Submitted to: American Society for Microbiology
Publication Type: Abstract Only
Publication Acceptance Date: 2/28/2024
Publication Date: N/A
Citation: N/A

Interpretive Summary:

Technical Abstract: The increasing carriage of pESI megaplasmids encoding antimicrobial, heavy metal, and disinfectant resistance is a primary driver in the emergence of Salmonella enterica serovar Infantis (S. Infantis) as a global health threat. The evolution of pESI variants with additional virulence and fitness genes raises food safety concerns about multidrug-resistant S. Infantis strains with enhanced persistence in food-producing animals. Understanding the plasticity of pESI-like plasmids is crucial for effective risk management. Here, we describe a framework to delineate the gene content and spread of subpopulations of pESI-like plasmids.
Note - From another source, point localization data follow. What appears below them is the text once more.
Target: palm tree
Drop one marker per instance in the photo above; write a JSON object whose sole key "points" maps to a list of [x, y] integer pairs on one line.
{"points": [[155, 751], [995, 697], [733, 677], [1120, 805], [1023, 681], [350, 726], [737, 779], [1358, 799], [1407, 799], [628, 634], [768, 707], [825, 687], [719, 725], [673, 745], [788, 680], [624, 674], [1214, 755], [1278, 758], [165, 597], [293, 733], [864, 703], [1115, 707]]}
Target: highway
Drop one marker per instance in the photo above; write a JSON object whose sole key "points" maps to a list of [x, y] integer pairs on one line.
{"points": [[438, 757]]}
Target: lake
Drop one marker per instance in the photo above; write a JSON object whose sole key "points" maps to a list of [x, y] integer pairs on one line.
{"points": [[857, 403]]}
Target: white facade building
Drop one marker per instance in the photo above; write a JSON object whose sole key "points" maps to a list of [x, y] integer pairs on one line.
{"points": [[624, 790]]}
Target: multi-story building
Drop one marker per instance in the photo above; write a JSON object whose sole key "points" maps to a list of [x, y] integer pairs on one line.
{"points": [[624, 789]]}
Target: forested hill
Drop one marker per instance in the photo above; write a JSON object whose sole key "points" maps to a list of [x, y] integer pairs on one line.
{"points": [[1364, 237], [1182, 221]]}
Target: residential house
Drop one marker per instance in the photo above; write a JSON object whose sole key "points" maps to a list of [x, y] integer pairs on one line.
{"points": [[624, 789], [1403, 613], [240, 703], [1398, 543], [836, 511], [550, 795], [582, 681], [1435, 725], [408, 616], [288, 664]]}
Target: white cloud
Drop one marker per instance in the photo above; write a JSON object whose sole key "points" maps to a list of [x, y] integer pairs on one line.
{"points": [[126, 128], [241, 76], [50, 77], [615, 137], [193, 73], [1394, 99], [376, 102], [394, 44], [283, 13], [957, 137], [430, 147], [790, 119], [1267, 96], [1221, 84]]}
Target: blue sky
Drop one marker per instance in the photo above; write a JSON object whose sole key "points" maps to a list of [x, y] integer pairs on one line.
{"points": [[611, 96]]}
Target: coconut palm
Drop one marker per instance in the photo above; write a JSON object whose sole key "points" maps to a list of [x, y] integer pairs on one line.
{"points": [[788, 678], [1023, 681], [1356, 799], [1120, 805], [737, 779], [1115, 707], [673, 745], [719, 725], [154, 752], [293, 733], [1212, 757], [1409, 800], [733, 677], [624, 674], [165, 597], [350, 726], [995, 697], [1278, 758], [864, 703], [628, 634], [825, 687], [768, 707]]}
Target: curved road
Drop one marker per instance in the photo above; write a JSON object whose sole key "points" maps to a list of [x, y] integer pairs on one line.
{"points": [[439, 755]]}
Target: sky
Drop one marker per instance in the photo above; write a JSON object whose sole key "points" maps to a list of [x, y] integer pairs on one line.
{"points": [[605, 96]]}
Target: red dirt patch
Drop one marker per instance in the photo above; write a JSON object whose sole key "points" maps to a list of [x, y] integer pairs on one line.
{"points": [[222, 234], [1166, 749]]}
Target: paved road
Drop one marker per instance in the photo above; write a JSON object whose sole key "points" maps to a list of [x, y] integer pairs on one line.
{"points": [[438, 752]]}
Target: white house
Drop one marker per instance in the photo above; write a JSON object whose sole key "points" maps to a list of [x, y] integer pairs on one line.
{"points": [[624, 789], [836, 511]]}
By annotating genes commonly found on pESI plasmids, we identified 5,545 S. Infantis isolates with pESI-like plasmids originating from poultry-associated samples collected by the USDA Food Safety and Inspection Service between 2016-2022. A network was constructed based on plasmid pangenome relatedness, and subpopulations of pESI-like plasmids were identified through the Louvain network community detection algorithm. The diversity of pESI-like subpopulations increased from 2016 to 2022, and the frequency of the plasmid subpopulations was significantly associated with sampling year and geographical region. The proportion of the most frequently detected pESI-like subpopulation decreased from 79.5% in 2016 to 27.2% in 2022, while the next two largest subpopulations increased from 2.7% and 13.7% relative abundance to 25.0% and 33.4% in the same timeframe. Further, the estimated genome size and gene content, including genes conferring resistance to sulphonamides, tetracyclines, trimethoprim, and cephalosporins, differed between subpopulations. In 2021 and 2022, subpopulations with smaller estimated genome sizes and fewer antimicrobial resistance genes have become more prevalent in the West and Northeast regions. Selective pressures within various environments may drive the acquisition or loss of advantageous or metabolically costly genetic elements, respectively, and our findings demonstrate how pangenome analysis can be leveraged to better understand the evolution of the genetic content of pESI-like plasmids in S. Infantis.